Here are a few short notes I have recently started making about tools and developer workflow. These notes may not be particularly readable to others, but provide a narrative of my progress as a developer.

  • Gits DAG of DAGs

    Git is ubiquitous, but how does it so efficiently track changes? Inspired by a recent presentation I gave on Git internals and as background for my personal ‘project lit,’ I wanted to share a simple way I visualize Git’s internal structure. This mental model can be incredibly helpful for troubleshooting and truly understanding how Git works, particularly its ‘DAG of DAGs’ architecture.

    The commit history is a Directed Acyclic Graph. This can be seen by typing the pretty git log –oneline –graph –all –decorate command (I remember the flags by the acronym A DOG).

    Commit history DAG

    The “inner” DAG comes from how git represents each commit. A commit doesn’t store the files changed directly but instead contains a pointer i.e. a hash of a tree object of the root directory of the repository. The commit also stores other information about the commit – date, author and commit message. The tree object is git’s representation of a single directory’s contents at the specific commit.

    The tree object is essentially a list of entries with each entry containing

    • A mode indicating if it’s a file, executable, sym link or sub directory
    • An object type (blob or tree)
    • A hash of the blob or tree object it points to
    • The name of the file or subdirectory

    It’s this structure of tree objects potentially pointing to other tree objects (for subdirectories) that forms the ‘inner DAG.’ Because a directory cannot contain itself or an ancestor, this file system representation within each commit is inherently acyclic, mirroring the actual file structure of your repository at that point in time.

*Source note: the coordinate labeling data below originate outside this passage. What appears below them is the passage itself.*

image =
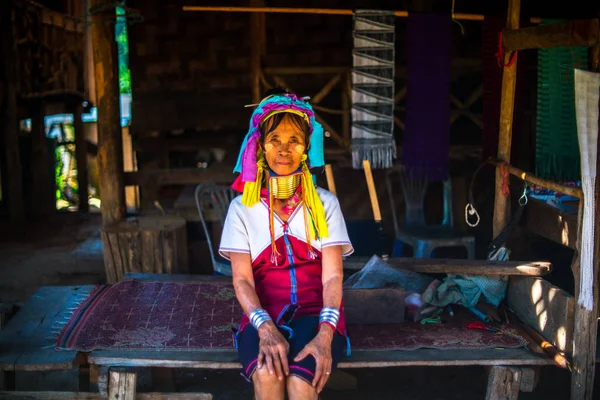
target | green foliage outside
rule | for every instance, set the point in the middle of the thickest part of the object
(123, 47)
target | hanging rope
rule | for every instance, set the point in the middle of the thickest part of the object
(462, 28)
(500, 54)
(470, 210)
(499, 241)
(505, 189)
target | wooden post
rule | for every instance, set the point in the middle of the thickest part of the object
(43, 191)
(110, 145)
(258, 40)
(121, 384)
(504, 383)
(507, 103)
(586, 321)
(346, 91)
(12, 186)
(81, 158)
(330, 180)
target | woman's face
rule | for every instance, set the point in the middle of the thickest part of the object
(284, 147)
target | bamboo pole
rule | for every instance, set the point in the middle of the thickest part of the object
(527, 177)
(81, 157)
(585, 328)
(325, 11)
(372, 191)
(110, 145)
(330, 180)
(43, 190)
(258, 38)
(12, 187)
(507, 103)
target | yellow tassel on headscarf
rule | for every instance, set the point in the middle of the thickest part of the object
(251, 194)
(314, 205)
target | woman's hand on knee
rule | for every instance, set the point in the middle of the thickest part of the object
(320, 349)
(273, 350)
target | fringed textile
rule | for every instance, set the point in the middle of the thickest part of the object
(587, 99)
(373, 89)
(426, 146)
(557, 153)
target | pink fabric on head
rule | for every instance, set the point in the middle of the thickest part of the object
(249, 169)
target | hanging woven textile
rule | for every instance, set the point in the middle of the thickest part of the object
(587, 101)
(557, 152)
(373, 89)
(426, 145)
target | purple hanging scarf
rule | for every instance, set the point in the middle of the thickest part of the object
(426, 145)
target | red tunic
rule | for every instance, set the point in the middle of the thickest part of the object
(292, 287)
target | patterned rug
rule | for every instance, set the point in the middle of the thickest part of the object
(139, 315)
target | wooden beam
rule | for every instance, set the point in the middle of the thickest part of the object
(568, 34)
(458, 266)
(257, 41)
(81, 157)
(507, 103)
(526, 176)
(12, 175)
(304, 70)
(23, 395)
(110, 145)
(323, 11)
(585, 330)
(550, 223)
(184, 176)
(543, 307)
(43, 190)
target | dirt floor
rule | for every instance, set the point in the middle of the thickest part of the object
(67, 251)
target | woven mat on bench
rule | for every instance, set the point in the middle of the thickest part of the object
(141, 315)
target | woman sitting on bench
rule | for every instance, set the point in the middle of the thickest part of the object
(285, 239)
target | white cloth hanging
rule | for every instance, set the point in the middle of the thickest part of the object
(587, 97)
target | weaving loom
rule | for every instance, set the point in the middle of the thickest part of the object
(373, 89)
(557, 153)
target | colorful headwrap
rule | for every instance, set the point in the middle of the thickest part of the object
(253, 168)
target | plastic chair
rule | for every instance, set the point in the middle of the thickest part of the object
(415, 232)
(215, 199)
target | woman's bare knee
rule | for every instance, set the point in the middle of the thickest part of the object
(267, 386)
(299, 389)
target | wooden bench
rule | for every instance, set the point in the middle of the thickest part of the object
(24, 347)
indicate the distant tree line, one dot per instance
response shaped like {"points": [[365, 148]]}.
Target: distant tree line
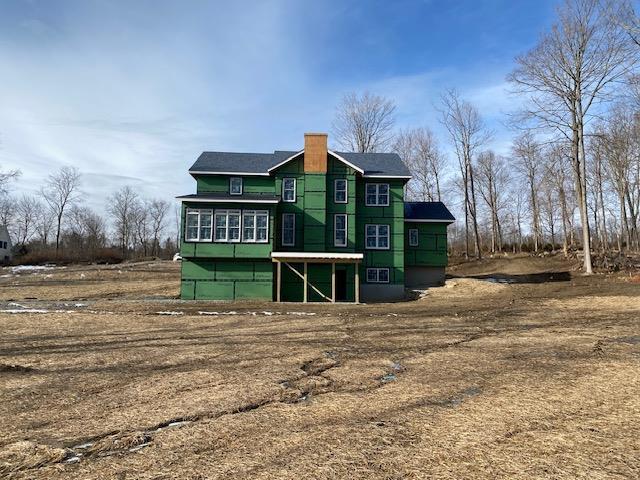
{"points": [[572, 176], [55, 225]]}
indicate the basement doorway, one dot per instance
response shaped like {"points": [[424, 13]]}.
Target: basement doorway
{"points": [[341, 284]]}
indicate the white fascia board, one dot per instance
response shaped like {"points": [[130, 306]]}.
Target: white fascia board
{"points": [[235, 174], [285, 161], [226, 200], [405, 177], [427, 220], [323, 255], [357, 169]]}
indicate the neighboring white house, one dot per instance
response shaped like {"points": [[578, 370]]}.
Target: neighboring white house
{"points": [[5, 245]]}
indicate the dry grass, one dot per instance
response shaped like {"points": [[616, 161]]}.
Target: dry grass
{"points": [[477, 380]]}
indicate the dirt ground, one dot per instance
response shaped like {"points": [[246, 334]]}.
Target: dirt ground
{"points": [[517, 368]]}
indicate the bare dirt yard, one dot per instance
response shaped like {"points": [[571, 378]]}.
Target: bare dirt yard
{"points": [[522, 369]]}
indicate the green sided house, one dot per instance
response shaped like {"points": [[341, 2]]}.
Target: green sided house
{"points": [[312, 225]]}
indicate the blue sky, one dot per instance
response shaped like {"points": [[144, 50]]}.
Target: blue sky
{"points": [[131, 92]]}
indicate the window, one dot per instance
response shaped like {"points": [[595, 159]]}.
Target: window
{"points": [[413, 237], [377, 237], [340, 190], [235, 186], [288, 189], [227, 223], [340, 230], [377, 275], [288, 229], [255, 226], [377, 194], [198, 225]]}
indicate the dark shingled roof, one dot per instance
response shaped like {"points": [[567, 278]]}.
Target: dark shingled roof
{"points": [[435, 211], [259, 163]]}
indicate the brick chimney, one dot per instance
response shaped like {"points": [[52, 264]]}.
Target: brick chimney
{"points": [[315, 153]]}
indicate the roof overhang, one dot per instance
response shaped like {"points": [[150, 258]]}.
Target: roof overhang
{"points": [[374, 175], [228, 200], [426, 220], [317, 257], [236, 174]]}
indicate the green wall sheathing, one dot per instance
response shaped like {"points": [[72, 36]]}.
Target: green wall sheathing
{"points": [[293, 169], [228, 271], [432, 245], [338, 170], [392, 215], [204, 279], [315, 212]]}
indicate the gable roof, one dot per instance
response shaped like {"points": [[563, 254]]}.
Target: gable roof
{"points": [[369, 164], [434, 212]]}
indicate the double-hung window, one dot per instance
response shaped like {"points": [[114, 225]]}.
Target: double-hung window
{"points": [[235, 185], [227, 225], [377, 275], [377, 237], [288, 229], [288, 189], [377, 194], [340, 230], [198, 228], [340, 190], [413, 237], [254, 226]]}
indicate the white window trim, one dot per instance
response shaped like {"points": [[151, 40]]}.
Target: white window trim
{"points": [[255, 214], [226, 213], [295, 187], [377, 270], [377, 225], [335, 190], [231, 179], [417, 242], [335, 229], [294, 231], [197, 212], [377, 185]]}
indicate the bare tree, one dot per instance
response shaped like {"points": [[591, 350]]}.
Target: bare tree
{"points": [[6, 178], [493, 181], [27, 209], [567, 75], [141, 227], [61, 190], [467, 133], [421, 153], [527, 153], [364, 123], [122, 205]]}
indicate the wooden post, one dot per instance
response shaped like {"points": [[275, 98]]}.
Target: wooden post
{"points": [[333, 282], [279, 282], [306, 281], [357, 282]]}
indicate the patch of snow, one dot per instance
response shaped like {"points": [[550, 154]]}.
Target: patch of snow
{"points": [[31, 268], [139, 447], [35, 310]]}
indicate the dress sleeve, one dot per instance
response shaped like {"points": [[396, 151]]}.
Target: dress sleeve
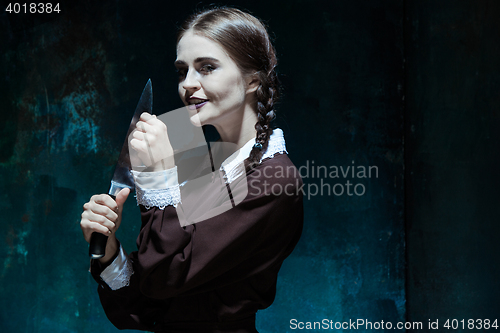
{"points": [[173, 260]]}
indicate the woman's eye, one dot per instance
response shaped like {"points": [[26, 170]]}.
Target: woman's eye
{"points": [[181, 72], [207, 68]]}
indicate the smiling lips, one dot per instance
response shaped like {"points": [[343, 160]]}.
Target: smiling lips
{"points": [[196, 102]]}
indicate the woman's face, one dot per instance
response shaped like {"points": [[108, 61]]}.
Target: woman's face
{"points": [[210, 82]]}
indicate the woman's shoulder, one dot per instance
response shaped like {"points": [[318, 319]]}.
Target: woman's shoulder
{"points": [[278, 169]]}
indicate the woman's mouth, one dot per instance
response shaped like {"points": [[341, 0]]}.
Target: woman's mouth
{"points": [[196, 103], [199, 105]]}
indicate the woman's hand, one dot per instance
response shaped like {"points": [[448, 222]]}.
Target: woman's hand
{"points": [[151, 144], [103, 214]]}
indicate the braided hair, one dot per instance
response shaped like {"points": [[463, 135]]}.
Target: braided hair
{"points": [[245, 39]]}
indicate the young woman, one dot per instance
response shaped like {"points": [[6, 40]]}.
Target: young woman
{"points": [[213, 273]]}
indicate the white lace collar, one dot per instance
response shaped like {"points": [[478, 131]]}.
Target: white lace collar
{"points": [[234, 167]]}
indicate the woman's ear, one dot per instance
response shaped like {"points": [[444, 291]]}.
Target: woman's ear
{"points": [[253, 83]]}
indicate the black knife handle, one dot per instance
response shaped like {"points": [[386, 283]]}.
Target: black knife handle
{"points": [[97, 246]]}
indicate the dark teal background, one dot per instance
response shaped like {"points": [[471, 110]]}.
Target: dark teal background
{"points": [[411, 87]]}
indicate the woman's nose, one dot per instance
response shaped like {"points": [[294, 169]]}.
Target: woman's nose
{"points": [[191, 82]]}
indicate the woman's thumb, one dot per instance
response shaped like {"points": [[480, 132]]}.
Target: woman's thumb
{"points": [[122, 196]]}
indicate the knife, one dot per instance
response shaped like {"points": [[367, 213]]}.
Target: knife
{"points": [[122, 177]]}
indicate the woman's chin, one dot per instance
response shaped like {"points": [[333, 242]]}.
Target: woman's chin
{"points": [[195, 120]]}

    Nested DAG structure of git commits

    In this image, the second commit only changes a single file from the initial commit. The tree object will hence point to the tree and blob object from the initial commit which haven’t changed. In this image, consider that the second commit reflects a change to only a single file from the initial commit. As a result, the new root tree object of the second commit will still point to the unchanged tree and blob objects from the initial commit with only a single new blob for the modified file.

    Content-Addressable Storage

    A cornerstone of Git’s efficiency lies in its use of content-addressable storage, primarily for blob objects. Each file’s content is hashed, and this hash becomes its identifier. If the same file content appears in multiple commits or different parts of the repository, Git stores the blob only once. Different tree objects will simply contain pointers (the hash) to that single, shared blob. The same principle applies to tree objects: if a directory’s contents (and thus its tree object’s structure and pointers) haven’t changed between commits, the new commit can simply point to the existing tree object’s hash. This massive reuse of unchanged objects, facilitated by hashing, is what dramatically reduces the storage footprint of a Git repository, alongside techniques like packfiles.

    Tracking structure

    This nested graph structure comes with several advantages to git:

    • Storage efficiency – unchanged files and directories aren’t duplicated
    • Integrity – ensures data hasn’t been corrupted
    • Calculate differences rapidly – comparing two versions of a directory just involves comparing the hashes of the tree objects.
    • Lightweight branches – pointers to commits

    Conclusion

    This internal “DAG of DAGs” architecture, built on simple hashed objects, allows for features we take for granted like lightweight branching, fast diffing, data integrity and managing the size of complex project histories. For more on how this works see the official documentation or my notes on the git demo I gave.

  • Git Presentation Demo

    Tomorrow I will give a presentation to colleagues titled “Git Internal”. This will cover a simple overview of how git tracks changes and how they are represented and stored efficiently. This presentation, compared to my previous ones, will focus more on a demo at the CLI where I run a series of commands stepping through git objects (trees, commits, blobs and tags) and references. I also cover the HEAD pointer and how you would recover from a deleted branch and log, as well as a quiz on useful git commands. The demo is based on the walkthrough in Chapter 10 of the git docs with some edits and changes. For reference, these are the commands I plan to use in the demo (with the git hashes changed).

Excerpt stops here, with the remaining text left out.